After the American Apparel t-shirts that put both Collins and Lancaster on the fashion world’s radar, in the beginning of 2015, Veda’s CEO and creative director Lyndsey Butler commissioned Lancaster to paint icons like David Bowie, Patti Smith, Joan Didion, and Frida Kahlo on the backs of leather jackets. It happened to be the same season that Céline tapped Didion for their own campaign, and the jackets flew off the rack.
“I like the graphic boldness of Alice’s paintings,” said Butler, who wore leather pants in the studio, a can of La Croix in hand. “Like the Veda girl, Alice is confident and cool. She has fun with clothes and color.”
Shortly after Lancaster collaborated with Veda, Calvin Klein’s former creative director, Francisco Costa discovered her work on Instagram and asked her to do some prints for his Resort 2016 collection. “I followed him and then liked one of his posts, which he saw and then clicked on my name,” explained Lancaster. “The next thing I knew, I was having a meeting with him in my studio.” And the next thing Costa knew, his collection was being described as “freeing the nipple,” with Lancaster’s figurative interpretations of breasts.
For young outsider artists like Lancaster, Instagram has proven to be an integral stepping stone in getting their work from the studio to the runway.
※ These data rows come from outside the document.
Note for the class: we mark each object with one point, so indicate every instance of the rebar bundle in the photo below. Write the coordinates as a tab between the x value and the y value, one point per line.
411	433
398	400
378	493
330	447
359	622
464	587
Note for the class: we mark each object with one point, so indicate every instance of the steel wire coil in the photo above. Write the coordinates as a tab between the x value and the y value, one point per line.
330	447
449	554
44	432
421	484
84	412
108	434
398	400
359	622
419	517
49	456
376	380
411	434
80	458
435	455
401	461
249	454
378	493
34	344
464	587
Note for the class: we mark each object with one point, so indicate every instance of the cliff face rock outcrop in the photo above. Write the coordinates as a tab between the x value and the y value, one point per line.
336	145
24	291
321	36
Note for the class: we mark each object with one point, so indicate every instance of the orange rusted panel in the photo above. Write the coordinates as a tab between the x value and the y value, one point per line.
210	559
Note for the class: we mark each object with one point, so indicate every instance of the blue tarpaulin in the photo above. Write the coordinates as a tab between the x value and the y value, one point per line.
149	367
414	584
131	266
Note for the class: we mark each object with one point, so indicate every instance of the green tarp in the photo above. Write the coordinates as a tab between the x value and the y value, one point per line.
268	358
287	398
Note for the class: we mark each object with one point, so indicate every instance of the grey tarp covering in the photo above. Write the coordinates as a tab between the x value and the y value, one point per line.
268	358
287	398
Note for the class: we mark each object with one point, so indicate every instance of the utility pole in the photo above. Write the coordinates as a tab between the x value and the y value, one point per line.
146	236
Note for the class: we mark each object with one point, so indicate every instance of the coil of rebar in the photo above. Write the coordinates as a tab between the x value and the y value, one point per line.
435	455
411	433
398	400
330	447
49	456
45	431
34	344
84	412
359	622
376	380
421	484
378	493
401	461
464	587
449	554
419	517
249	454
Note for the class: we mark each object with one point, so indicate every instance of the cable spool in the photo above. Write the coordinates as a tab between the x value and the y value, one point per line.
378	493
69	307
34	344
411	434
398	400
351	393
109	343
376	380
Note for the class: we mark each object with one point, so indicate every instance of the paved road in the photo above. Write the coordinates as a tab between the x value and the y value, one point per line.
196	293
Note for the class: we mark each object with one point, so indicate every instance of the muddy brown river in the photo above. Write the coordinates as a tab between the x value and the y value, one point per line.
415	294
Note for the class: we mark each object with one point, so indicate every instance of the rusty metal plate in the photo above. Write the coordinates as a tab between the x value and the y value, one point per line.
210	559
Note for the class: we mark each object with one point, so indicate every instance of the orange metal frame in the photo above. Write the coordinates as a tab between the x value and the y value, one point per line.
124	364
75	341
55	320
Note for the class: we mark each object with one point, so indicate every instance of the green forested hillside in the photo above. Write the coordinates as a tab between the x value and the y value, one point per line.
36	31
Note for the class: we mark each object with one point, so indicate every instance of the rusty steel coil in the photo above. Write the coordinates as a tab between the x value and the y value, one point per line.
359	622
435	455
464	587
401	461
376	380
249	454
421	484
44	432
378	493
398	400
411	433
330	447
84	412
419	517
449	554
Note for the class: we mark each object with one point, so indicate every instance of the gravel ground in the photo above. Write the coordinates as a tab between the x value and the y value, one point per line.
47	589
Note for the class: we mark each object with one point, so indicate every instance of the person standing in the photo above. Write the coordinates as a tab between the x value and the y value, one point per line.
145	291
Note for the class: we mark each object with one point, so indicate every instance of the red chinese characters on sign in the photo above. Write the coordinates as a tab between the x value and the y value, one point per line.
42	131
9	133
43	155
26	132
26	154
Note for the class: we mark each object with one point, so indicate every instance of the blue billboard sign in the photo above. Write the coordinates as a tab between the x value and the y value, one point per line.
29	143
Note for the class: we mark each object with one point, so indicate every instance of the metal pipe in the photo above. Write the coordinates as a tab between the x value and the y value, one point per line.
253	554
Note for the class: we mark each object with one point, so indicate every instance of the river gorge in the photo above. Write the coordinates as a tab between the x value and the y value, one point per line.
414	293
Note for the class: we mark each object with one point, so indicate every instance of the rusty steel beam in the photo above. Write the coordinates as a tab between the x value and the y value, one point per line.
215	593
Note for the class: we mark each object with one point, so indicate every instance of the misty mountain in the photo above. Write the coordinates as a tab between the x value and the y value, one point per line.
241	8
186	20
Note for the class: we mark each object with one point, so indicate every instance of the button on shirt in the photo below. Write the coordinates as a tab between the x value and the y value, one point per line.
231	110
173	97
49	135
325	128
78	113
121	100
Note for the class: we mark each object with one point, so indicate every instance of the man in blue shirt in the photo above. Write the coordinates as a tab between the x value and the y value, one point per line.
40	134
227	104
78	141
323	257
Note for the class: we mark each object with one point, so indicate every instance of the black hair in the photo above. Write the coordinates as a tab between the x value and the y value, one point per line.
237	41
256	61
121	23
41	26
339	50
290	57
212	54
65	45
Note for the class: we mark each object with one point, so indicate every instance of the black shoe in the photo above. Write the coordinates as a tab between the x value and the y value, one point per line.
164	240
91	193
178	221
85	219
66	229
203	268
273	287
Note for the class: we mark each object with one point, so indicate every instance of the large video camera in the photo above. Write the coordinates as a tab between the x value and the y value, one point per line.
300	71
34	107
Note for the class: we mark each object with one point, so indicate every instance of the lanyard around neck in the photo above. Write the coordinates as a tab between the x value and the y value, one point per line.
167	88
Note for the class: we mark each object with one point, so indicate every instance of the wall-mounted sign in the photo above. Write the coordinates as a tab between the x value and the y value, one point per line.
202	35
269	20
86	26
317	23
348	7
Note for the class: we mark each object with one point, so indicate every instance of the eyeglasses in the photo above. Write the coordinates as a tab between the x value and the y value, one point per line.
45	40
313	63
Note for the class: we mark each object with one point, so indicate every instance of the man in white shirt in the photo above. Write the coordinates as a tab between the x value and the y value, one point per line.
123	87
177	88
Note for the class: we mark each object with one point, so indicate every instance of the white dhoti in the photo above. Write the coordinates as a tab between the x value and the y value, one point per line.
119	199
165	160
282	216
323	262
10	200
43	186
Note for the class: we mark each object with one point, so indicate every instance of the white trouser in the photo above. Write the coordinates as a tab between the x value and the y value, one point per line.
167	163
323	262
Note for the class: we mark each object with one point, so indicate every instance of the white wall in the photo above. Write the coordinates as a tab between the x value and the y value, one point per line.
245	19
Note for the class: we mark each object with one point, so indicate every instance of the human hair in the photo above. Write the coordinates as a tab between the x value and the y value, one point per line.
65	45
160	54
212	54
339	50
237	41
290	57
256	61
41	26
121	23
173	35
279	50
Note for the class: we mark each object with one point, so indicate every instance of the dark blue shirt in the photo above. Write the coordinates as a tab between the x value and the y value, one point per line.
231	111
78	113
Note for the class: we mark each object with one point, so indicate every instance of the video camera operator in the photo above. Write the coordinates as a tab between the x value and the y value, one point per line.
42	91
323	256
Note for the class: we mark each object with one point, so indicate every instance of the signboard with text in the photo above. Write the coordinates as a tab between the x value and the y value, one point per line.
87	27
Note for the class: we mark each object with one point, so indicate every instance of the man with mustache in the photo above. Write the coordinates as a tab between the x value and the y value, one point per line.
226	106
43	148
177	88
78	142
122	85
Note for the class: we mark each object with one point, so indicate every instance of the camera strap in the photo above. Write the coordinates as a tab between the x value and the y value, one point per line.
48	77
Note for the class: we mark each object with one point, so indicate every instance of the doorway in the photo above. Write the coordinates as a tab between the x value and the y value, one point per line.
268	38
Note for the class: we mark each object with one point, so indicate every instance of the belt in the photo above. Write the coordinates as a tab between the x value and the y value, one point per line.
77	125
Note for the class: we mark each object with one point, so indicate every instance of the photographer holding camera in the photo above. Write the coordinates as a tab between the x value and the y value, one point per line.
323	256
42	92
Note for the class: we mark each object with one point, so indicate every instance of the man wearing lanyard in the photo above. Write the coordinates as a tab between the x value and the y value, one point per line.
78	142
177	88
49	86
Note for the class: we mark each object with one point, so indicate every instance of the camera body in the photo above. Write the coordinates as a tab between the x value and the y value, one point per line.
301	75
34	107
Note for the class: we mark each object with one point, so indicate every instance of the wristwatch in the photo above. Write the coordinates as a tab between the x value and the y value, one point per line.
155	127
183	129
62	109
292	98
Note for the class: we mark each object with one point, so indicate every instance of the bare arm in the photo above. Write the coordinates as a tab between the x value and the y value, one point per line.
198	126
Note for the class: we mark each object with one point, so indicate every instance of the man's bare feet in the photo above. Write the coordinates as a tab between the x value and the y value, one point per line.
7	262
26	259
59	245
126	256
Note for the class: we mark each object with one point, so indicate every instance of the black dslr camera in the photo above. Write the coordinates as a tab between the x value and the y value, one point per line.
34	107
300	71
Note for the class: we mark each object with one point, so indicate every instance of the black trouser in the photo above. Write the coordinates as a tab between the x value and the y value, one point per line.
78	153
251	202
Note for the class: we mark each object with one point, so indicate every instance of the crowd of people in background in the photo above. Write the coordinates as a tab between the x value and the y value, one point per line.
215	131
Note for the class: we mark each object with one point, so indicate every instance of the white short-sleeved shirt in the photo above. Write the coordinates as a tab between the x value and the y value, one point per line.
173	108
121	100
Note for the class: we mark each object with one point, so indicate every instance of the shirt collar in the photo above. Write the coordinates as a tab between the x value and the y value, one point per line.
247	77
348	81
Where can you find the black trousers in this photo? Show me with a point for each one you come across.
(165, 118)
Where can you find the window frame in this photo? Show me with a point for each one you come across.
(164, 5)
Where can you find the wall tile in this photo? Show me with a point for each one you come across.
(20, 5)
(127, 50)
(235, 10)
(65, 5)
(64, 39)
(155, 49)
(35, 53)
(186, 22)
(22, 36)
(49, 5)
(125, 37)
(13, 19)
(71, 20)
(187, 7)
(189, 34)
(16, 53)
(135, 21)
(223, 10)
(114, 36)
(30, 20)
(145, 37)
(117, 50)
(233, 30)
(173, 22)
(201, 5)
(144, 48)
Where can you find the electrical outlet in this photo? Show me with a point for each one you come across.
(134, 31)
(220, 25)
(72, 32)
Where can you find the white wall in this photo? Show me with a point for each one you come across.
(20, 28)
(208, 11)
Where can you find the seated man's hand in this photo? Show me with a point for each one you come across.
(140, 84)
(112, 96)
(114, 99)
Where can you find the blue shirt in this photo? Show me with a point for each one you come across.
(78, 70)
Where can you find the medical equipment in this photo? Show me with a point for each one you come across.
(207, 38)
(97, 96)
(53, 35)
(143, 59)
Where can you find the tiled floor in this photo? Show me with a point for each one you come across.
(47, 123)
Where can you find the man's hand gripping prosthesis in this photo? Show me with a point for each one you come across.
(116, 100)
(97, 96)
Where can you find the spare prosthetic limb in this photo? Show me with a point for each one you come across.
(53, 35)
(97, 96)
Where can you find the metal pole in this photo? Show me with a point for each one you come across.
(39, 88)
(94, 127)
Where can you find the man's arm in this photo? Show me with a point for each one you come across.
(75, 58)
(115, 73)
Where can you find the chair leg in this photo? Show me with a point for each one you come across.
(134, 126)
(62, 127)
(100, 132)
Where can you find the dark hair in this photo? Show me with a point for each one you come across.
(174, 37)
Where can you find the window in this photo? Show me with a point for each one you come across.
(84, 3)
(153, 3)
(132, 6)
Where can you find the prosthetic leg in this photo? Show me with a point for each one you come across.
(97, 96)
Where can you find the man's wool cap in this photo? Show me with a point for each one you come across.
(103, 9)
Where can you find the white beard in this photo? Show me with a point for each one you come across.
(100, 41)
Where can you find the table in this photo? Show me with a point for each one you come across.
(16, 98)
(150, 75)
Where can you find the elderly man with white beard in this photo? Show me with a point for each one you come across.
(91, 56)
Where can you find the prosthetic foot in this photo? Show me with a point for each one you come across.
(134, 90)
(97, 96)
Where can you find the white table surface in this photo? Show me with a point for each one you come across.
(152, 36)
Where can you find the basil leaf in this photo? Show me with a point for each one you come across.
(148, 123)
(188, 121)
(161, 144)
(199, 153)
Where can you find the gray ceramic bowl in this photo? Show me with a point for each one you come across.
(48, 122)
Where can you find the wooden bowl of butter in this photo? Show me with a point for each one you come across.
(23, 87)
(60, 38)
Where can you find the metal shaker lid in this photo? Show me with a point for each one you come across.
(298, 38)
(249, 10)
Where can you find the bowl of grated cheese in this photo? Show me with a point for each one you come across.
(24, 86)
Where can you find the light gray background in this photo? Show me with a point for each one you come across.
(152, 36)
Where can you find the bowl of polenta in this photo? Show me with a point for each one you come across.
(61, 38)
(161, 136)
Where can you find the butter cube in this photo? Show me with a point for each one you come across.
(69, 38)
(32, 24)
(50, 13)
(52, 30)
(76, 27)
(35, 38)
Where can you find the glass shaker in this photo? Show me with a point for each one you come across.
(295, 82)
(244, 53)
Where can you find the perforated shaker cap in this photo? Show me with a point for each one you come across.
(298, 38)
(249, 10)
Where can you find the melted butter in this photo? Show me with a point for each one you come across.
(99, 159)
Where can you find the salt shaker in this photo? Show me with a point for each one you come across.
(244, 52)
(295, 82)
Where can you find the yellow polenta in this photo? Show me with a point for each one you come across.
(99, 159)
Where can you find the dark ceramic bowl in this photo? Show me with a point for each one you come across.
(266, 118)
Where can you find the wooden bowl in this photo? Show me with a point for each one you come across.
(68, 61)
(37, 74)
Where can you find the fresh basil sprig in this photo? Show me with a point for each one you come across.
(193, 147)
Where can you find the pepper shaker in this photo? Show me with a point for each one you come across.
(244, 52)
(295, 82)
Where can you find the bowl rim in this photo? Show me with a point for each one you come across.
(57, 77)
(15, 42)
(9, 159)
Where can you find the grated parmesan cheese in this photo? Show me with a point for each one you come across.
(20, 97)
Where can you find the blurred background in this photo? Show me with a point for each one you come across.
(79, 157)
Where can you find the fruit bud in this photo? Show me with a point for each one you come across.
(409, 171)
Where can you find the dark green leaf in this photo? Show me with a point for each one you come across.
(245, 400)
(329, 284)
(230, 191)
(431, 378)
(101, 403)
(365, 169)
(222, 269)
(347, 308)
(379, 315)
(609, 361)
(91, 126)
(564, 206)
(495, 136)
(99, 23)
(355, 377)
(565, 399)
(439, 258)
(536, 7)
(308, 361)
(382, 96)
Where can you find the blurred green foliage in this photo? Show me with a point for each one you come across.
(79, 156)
Alessandro Michele, for example, discovered the painter Helen Downie, who goes by @UnskilledWorker on Instagram, and this season he incorporated the illustrations of Jayde Fish (@mrsjaydefish) into his collection as well. In real life, Michele has also become a huge fan of the artist Trevor Andrew a.k.a the GucciGhost, and flew him from his Bed-Stuy studio all the way to Milan last season to spray-paint Gucci coats and accessories.
Today, Instagram has allowed for a cross-pollination of creativity that not only allows brands like Gucci and Calvin Klein to poach fresh talent, but also gives young artists a platform on the runway, which they might struggle to find at a gallery.
“I don’t want to say it’s changed my life,” said Lancaster of the impact of Instagram, “but it’s a great tool.”
Today, Lancaster has almost 23,000 followers on Instagram, but has built enough of a reputation that she’s now being approached offline as well. The musical artist Dev Hynes asked her to collaborate for an art book called Feelings, which was published by Rizzoli last November, and she recently did a collection for Print All Over Me, which dropped at the end of August.
And as the path to gallery shows becomes increasingly fraught, Lancaster is experimenting with other alternative outlets as well: “Acting!” she said when asked what her plans were for the future. “It’s been a secret dream of mine. I just realized two weeks ago that I wanted to start doing it. What am I waiting for?”